The invention discloses a large-data clustering optimization method based on dimension reducing grouping. The large-data clustering optimization method includes the steps that (1) initialization is carried out; (2) similarity expressions corresponding to large-data clustering optimization problems are scanned, and whether relative symbols exist or not is judged; (3) relative dimensionality is stored; (4) whether similarity sub-expressions exist or not is judged; (5) ephemeral data of the similarity sub-expressions is stored; (6) whether relative symbols exist in the similarity sub-expressions or not is judged; (7) relative sub-dimensionality is stored; (8) whether a first symbol after the similarity sub-expressions is the similarity symbol or not is judged; (9) the relative dimensionality is merged; (10) ephemeral data is released; (11) sub-dimensionality with common elements is merged.
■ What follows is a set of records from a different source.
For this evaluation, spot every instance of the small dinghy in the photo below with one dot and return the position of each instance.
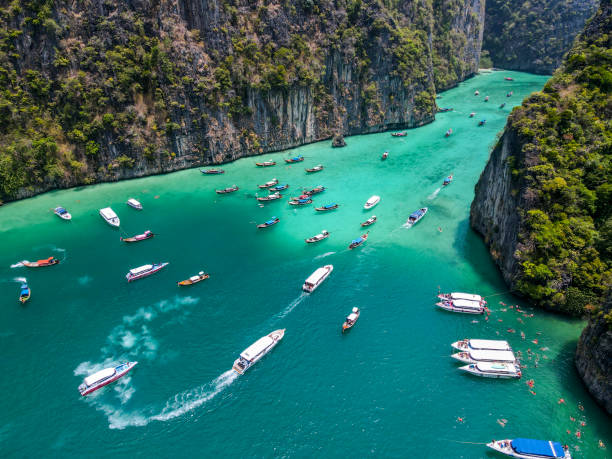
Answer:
(295, 159)
(134, 204)
(269, 184)
(266, 164)
(315, 190)
(40, 263)
(62, 213)
(270, 197)
(357, 242)
(369, 221)
(100, 379)
(350, 319)
(271, 222)
(315, 169)
(24, 294)
(139, 237)
(371, 202)
(227, 190)
(319, 237)
(194, 279)
(415, 217)
(327, 207)
(526, 448)
(300, 202)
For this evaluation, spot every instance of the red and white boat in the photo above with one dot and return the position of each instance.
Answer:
(103, 377)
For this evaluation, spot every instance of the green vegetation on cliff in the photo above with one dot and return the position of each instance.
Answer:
(565, 132)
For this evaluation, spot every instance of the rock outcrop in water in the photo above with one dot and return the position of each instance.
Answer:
(98, 91)
(533, 36)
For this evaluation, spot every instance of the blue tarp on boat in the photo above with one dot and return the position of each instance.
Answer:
(539, 447)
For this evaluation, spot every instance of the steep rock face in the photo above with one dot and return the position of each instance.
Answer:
(533, 36)
(594, 356)
(98, 91)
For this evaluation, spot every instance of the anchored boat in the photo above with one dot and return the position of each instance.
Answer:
(100, 379)
(110, 216)
(317, 278)
(527, 448)
(144, 271)
(62, 213)
(252, 354)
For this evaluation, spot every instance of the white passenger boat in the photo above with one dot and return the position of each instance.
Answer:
(481, 355)
(371, 202)
(317, 278)
(103, 377)
(134, 203)
(463, 306)
(110, 216)
(481, 344)
(493, 370)
(62, 213)
(257, 350)
(527, 448)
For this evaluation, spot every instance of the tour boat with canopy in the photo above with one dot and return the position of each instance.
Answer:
(103, 377)
(272, 221)
(134, 204)
(139, 237)
(252, 354)
(194, 279)
(371, 202)
(526, 448)
(481, 344)
(62, 213)
(269, 184)
(110, 216)
(415, 217)
(24, 293)
(319, 237)
(351, 319)
(40, 263)
(494, 370)
(485, 355)
(144, 271)
(317, 278)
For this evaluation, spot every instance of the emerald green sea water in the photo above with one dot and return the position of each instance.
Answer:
(387, 388)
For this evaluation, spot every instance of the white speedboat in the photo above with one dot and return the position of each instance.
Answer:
(257, 350)
(110, 216)
(371, 202)
(476, 356)
(62, 213)
(527, 448)
(317, 278)
(481, 344)
(493, 370)
(134, 203)
(103, 377)
(463, 306)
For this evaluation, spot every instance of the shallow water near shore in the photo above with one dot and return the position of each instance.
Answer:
(386, 388)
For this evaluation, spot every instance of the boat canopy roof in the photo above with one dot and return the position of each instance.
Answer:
(141, 269)
(100, 375)
(489, 344)
(467, 304)
(538, 447)
(465, 296)
(257, 348)
(486, 354)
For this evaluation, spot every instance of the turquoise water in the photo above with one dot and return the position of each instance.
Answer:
(386, 388)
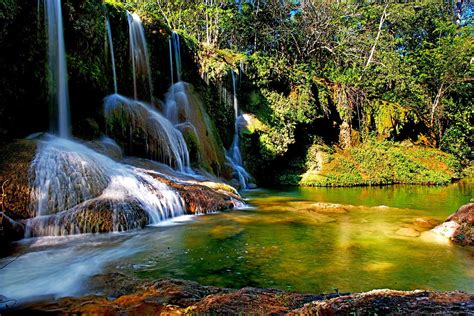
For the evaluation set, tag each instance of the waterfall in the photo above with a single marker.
(177, 54)
(57, 68)
(163, 141)
(139, 54)
(112, 55)
(177, 107)
(233, 156)
(70, 182)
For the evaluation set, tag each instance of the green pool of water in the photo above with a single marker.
(317, 240)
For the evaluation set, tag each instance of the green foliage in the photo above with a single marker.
(382, 163)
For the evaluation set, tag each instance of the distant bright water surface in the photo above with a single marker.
(293, 239)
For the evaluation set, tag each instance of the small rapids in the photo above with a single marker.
(71, 183)
(164, 142)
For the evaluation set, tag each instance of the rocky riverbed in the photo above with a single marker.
(118, 294)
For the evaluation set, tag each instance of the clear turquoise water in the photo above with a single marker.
(289, 240)
(288, 243)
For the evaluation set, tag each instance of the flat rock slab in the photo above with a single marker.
(172, 296)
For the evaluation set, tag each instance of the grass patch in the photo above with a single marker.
(381, 163)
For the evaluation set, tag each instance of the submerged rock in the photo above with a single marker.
(459, 227)
(75, 201)
(407, 232)
(171, 296)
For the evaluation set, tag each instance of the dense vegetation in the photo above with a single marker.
(342, 73)
(355, 77)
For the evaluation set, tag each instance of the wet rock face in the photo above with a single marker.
(10, 230)
(171, 296)
(387, 302)
(95, 216)
(98, 213)
(15, 159)
(459, 227)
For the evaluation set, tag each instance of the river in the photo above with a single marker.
(297, 239)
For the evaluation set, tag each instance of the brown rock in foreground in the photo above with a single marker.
(391, 302)
(459, 227)
(187, 297)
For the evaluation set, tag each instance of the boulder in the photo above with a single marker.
(97, 214)
(170, 296)
(459, 227)
(10, 230)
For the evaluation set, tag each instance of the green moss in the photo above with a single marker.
(375, 163)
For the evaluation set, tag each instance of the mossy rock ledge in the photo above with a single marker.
(120, 295)
(96, 215)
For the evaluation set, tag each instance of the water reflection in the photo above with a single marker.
(305, 240)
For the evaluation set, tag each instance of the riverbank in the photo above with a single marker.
(379, 163)
(120, 295)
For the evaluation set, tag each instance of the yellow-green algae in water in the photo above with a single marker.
(321, 239)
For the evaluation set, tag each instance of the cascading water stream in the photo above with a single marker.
(139, 54)
(70, 182)
(164, 142)
(234, 157)
(112, 55)
(57, 68)
(177, 54)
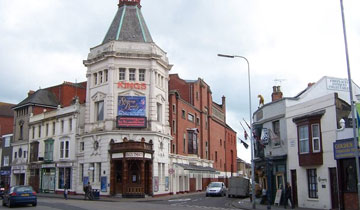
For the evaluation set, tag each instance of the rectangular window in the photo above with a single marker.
(82, 146)
(82, 172)
(312, 183)
(62, 126)
(101, 77)
(159, 112)
(64, 149)
(64, 178)
(95, 79)
(92, 174)
(6, 160)
(106, 75)
(70, 124)
(190, 117)
(99, 110)
(54, 128)
(47, 129)
(122, 74)
(192, 142)
(174, 127)
(132, 74)
(315, 130)
(99, 171)
(142, 75)
(49, 148)
(304, 139)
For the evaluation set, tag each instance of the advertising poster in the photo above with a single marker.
(103, 184)
(156, 183)
(131, 106)
(166, 183)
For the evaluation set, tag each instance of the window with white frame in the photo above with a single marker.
(99, 107)
(64, 149)
(106, 72)
(122, 74)
(304, 139)
(6, 161)
(95, 78)
(132, 74)
(141, 75)
(159, 112)
(315, 130)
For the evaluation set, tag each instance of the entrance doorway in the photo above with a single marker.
(118, 177)
(334, 188)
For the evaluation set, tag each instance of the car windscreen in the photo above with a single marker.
(23, 189)
(215, 184)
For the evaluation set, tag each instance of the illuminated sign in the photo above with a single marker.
(344, 149)
(130, 122)
(131, 106)
(132, 85)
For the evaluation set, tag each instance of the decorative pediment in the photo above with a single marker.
(160, 98)
(99, 96)
(131, 92)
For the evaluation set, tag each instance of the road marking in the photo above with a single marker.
(180, 200)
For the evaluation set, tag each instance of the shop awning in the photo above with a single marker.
(195, 168)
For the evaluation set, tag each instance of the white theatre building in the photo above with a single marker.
(124, 146)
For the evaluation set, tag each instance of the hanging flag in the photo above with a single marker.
(358, 120)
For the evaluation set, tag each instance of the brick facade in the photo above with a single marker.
(191, 107)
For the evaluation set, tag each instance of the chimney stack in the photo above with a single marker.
(30, 92)
(277, 94)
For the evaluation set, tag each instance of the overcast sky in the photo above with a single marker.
(43, 43)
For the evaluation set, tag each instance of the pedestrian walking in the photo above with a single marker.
(66, 191)
(288, 195)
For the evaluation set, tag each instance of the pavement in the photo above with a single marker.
(236, 203)
(247, 204)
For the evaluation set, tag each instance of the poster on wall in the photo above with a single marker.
(166, 183)
(103, 184)
(131, 106)
(156, 184)
(85, 180)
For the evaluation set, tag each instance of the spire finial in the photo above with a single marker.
(129, 2)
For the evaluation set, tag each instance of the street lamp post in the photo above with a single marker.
(352, 104)
(251, 132)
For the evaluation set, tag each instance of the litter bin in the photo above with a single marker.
(96, 194)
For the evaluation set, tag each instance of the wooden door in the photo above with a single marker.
(334, 188)
(294, 187)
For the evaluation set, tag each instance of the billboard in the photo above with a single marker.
(131, 106)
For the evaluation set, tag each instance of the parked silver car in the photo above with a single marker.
(216, 188)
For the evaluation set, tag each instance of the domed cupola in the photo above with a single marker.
(128, 24)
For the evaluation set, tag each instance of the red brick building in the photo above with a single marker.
(198, 125)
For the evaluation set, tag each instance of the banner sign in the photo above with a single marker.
(358, 120)
(131, 122)
(131, 106)
(344, 149)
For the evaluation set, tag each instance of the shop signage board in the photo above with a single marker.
(344, 149)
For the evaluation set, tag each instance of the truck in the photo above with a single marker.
(238, 187)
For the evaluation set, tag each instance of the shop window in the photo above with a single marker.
(132, 74)
(304, 139)
(192, 142)
(64, 149)
(49, 150)
(64, 178)
(312, 183)
(142, 75)
(122, 74)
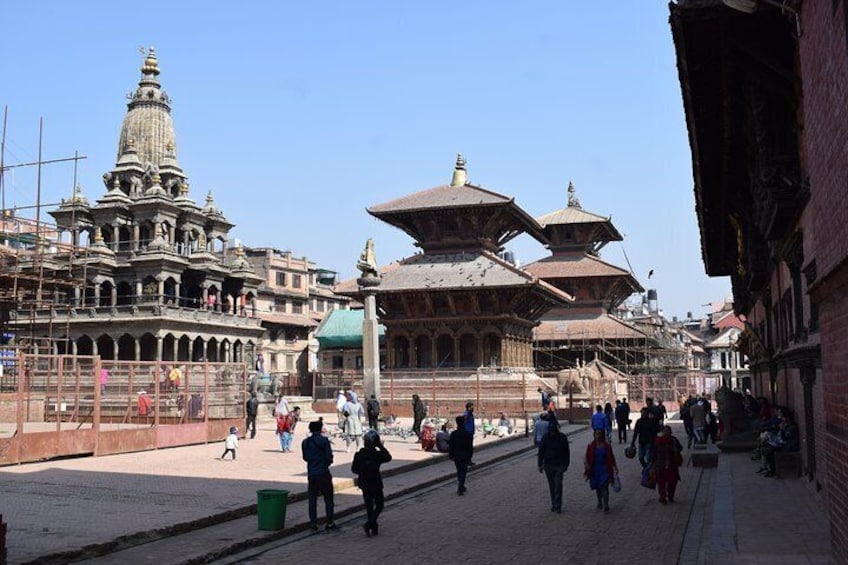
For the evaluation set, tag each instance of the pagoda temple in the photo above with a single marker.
(458, 304)
(588, 329)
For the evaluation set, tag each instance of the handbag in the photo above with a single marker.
(649, 478)
(616, 483)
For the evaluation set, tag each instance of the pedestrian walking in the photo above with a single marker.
(366, 464)
(541, 423)
(231, 443)
(645, 432)
(546, 398)
(419, 412)
(600, 468)
(251, 409)
(373, 409)
(341, 400)
(621, 421)
(285, 428)
(353, 422)
(667, 459)
(318, 455)
(104, 378)
(553, 458)
(461, 450)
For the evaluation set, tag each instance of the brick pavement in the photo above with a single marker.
(72, 503)
(720, 516)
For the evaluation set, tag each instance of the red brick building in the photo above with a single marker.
(764, 85)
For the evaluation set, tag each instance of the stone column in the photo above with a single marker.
(370, 337)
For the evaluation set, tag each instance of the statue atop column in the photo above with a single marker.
(367, 265)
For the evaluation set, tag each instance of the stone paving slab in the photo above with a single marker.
(68, 504)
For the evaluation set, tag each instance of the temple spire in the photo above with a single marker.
(151, 63)
(460, 175)
(573, 201)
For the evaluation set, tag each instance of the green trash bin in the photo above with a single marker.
(271, 508)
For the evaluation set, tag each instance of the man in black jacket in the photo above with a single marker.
(252, 407)
(461, 450)
(366, 464)
(554, 458)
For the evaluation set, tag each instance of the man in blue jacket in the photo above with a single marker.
(554, 458)
(319, 456)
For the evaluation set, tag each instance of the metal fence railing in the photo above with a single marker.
(59, 405)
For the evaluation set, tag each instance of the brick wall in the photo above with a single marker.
(824, 72)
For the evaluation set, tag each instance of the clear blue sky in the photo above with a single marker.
(300, 115)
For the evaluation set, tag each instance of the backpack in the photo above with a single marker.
(373, 407)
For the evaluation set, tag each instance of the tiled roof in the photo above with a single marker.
(445, 196)
(587, 326)
(463, 270)
(728, 320)
(574, 266)
(287, 319)
(570, 215)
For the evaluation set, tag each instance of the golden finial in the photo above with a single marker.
(573, 201)
(151, 64)
(460, 175)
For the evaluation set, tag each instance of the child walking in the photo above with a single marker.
(231, 443)
(366, 464)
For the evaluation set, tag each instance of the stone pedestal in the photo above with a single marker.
(370, 338)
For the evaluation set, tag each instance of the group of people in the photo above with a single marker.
(699, 421)
(779, 434)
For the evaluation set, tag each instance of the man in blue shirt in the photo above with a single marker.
(318, 456)
(599, 419)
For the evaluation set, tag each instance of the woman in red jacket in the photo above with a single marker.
(600, 468)
(667, 460)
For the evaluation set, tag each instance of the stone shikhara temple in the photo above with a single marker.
(160, 282)
(458, 305)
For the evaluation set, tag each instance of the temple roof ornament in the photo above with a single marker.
(210, 208)
(573, 201)
(151, 63)
(460, 175)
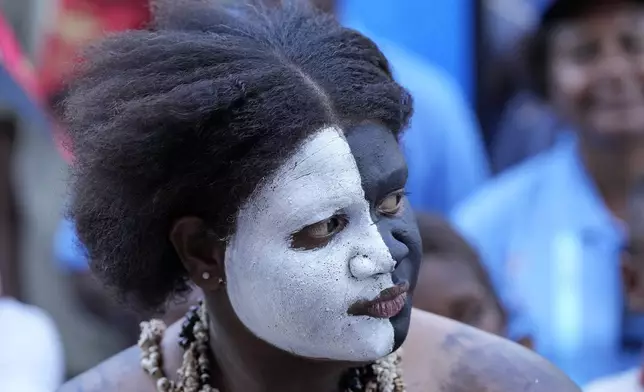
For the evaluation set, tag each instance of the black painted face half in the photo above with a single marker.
(383, 171)
(326, 252)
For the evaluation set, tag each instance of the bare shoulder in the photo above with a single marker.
(120, 373)
(441, 355)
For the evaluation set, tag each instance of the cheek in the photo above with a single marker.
(568, 86)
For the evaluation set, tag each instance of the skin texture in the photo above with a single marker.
(633, 252)
(595, 75)
(450, 288)
(261, 87)
(440, 356)
(597, 69)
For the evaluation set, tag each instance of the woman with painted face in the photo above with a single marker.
(549, 231)
(255, 153)
(631, 380)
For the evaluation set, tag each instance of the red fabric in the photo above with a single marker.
(78, 23)
(16, 64)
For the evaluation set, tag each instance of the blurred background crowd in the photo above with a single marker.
(526, 156)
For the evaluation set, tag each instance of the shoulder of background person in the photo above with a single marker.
(444, 355)
(31, 352)
(628, 381)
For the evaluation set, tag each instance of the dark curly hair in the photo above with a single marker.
(189, 116)
(536, 46)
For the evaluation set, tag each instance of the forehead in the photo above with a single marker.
(331, 172)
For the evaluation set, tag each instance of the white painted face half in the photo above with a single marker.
(295, 299)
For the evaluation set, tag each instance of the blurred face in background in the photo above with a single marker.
(596, 70)
(451, 288)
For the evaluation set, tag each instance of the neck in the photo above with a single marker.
(247, 364)
(614, 171)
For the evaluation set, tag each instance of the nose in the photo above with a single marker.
(364, 266)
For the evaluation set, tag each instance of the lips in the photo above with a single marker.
(387, 304)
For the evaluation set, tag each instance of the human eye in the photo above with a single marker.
(319, 234)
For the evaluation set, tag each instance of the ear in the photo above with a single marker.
(633, 286)
(201, 253)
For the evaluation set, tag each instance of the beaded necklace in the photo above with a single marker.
(384, 375)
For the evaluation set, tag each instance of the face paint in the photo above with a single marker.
(383, 170)
(295, 294)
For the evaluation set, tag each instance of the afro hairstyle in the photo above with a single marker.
(189, 116)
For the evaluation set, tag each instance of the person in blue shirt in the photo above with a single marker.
(443, 145)
(550, 230)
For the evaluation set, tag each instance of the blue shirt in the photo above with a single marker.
(553, 252)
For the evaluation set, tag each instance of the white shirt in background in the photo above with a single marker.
(31, 353)
(623, 382)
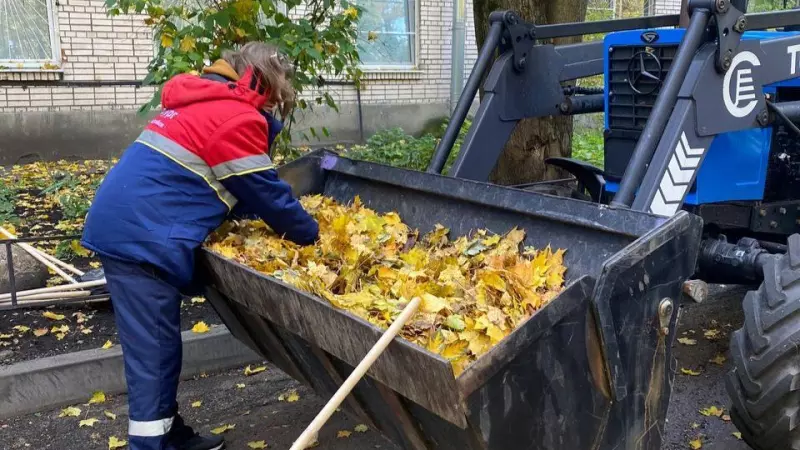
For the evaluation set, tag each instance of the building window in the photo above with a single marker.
(387, 36)
(27, 34)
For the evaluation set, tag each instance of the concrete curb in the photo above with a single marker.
(56, 381)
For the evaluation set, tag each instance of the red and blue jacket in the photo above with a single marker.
(201, 160)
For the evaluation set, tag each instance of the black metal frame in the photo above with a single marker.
(10, 258)
(525, 81)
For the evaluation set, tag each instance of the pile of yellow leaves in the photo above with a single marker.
(475, 290)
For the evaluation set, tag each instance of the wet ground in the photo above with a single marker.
(88, 326)
(258, 413)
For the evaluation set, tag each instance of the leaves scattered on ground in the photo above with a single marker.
(223, 429)
(711, 411)
(200, 327)
(475, 290)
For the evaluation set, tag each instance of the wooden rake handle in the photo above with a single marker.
(313, 428)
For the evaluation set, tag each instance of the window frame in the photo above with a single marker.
(400, 68)
(35, 65)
By means of the large-data clustering optimization method based on dimension reducing grouping, the large-data clustering optimization problems can be accurately subjected to dimension reducing grouping, the speed is high, and wide adaptation is achieved.

Description

technical field [0001] The invention belongs to the technical field of big data clustering optimization, and further relates to a big data clustering optimization method based on dimensionality reduction grouping in the technical field of large-scale numerical query analysis and optimization. The present invention can be used for big data clustering, big data compression storage, classifier construction, optimizing scheduling process by grouping tasks in large-scale task scheduling, artificial neural network classification training, and classifying various system parameters in engineering design problems optimization etc. Background technique [0002] Big data clustering optimization technology refers to large-scale problems, that is, problems with more than 1,000 dimensions or variables, reducing the dimension of the problem through dimensionality reduction and grouping, so that it is easier to process or optimize large-scale problems. Due to the characteristics of high di...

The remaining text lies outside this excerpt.